On Wednesday, an online news portal claimed that Democratic Progressive Party (DPP) Taipei City Councilor Hsieh Wei-chou was a fixture at two Taiwan Sports Lottery retail outlets and had run up sports lottery debts of nearly NT$10m (US $309k).
The report quoted Hsieh Wei-chou (pictured, publicly apologizing last year for an unrelated incident) saying he no longer purchased sports lottery tickets and his sole focus was on his city councilor duties. Yet a source at Taipei City Council contradicted the councilor’s claims, saying his mother Yu Fang-chin had been forced to return to Japan to clear up her son’s debts and that his furious father had suggested that his son “might as well die.”
The source further alleged that Hsieh Wei-chou had ramped up his sports lottery stakes after being elected to city council in 2014. This allegedly led to him taking out low-interest loans that Taipei Fubon Commercial Bank offers councilors, as well as borrowing money in the name of his council office.

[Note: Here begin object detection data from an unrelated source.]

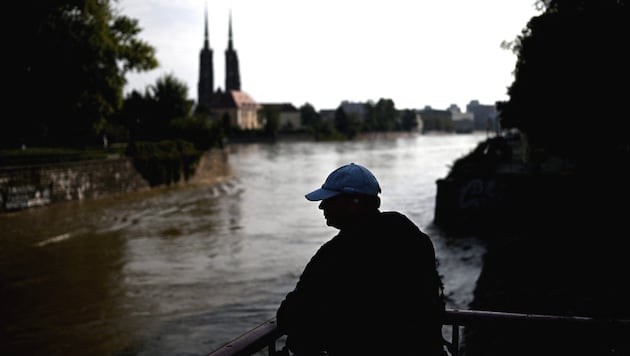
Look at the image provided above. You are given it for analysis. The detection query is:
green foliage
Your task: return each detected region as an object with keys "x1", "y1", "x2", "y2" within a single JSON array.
[
  {"x1": 335, "y1": 106, "x2": 361, "y2": 139},
  {"x1": 364, "y1": 98, "x2": 398, "y2": 131},
  {"x1": 261, "y1": 107, "x2": 280, "y2": 138},
  {"x1": 400, "y1": 109, "x2": 418, "y2": 132},
  {"x1": 497, "y1": 0, "x2": 630, "y2": 165},
  {"x1": 7, "y1": 0, "x2": 157, "y2": 147},
  {"x1": 125, "y1": 140, "x2": 201, "y2": 186},
  {"x1": 300, "y1": 103, "x2": 320, "y2": 128}
]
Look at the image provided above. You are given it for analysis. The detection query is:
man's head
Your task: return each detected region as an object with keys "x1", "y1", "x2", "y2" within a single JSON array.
[{"x1": 305, "y1": 163, "x2": 381, "y2": 229}]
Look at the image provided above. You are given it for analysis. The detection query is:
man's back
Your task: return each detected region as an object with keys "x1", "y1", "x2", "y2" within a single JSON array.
[{"x1": 278, "y1": 211, "x2": 443, "y2": 355}]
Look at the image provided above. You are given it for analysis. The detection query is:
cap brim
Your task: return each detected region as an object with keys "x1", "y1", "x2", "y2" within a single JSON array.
[{"x1": 304, "y1": 188, "x2": 341, "y2": 201}]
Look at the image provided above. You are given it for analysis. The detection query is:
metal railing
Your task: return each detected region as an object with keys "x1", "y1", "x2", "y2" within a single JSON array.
[{"x1": 208, "y1": 309, "x2": 630, "y2": 356}]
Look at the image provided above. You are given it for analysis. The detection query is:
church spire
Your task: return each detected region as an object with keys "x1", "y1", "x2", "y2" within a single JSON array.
[
  {"x1": 203, "y1": 3, "x2": 210, "y2": 49},
  {"x1": 197, "y1": 4, "x2": 214, "y2": 111},
  {"x1": 225, "y1": 10, "x2": 241, "y2": 92},
  {"x1": 228, "y1": 9, "x2": 234, "y2": 51}
]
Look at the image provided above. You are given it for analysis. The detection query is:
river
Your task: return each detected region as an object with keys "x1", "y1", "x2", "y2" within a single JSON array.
[{"x1": 0, "y1": 133, "x2": 486, "y2": 356}]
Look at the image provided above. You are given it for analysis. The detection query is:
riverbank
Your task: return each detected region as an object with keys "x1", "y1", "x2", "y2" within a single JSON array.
[
  {"x1": 0, "y1": 149, "x2": 230, "y2": 213},
  {"x1": 436, "y1": 135, "x2": 630, "y2": 356}
]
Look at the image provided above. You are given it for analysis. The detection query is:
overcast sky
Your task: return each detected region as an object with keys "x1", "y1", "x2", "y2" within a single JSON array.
[{"x1": 117, "y1": 0, "x2": 539, "y2": 111}]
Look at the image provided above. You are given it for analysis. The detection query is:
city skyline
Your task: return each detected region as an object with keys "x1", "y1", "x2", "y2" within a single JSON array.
[{"x1": 119, "y1": 0, "x2": 538, "y2": 110}]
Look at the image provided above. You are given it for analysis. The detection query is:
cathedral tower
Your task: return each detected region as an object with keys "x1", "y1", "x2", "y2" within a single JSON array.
[
  {"x1": 225, "y1": 11, "x2": 241, "y2": 92},
  {"x1": 197, "y1": 6, "x2": 214, "y2": 108}
]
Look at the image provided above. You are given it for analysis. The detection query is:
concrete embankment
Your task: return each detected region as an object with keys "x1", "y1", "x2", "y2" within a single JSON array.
[{"x1": 0, "y1": 149, "x2": 230, "y2": 213}]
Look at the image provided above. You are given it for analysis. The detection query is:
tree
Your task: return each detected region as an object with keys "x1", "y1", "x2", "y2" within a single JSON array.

Hsieh Wei-chou responded to the website’s claims via a Facebook post in which he admitted having played the sports lottery, but denied having incurred any debts as a result of his gambling. The councilor also admitted taking out loans, but said they were used to repay election campaign expenses, not gambling debts.
Taiwan has limited gambling options available to local residents, beyond the Intralot-powered Taiwan Sports Lottery. Some of Taiwan’s outlying island groups have made token efforts at approving integrated resort casinos, but these efforts have failed to win the necessary support from voters.
Further north, China’s Ministry of Finance just announced that November lottery sales rose 12.6% year-on-year to RMB 34.5b (US $5b). While welfare lottery sales (RMB 17.8b) continued to outpace the sports lottery (RMB 16.6b), the sports lottery enjoyed a much bigger year-on-year gain (+22.1%) than the welfare lottery (+4.9%).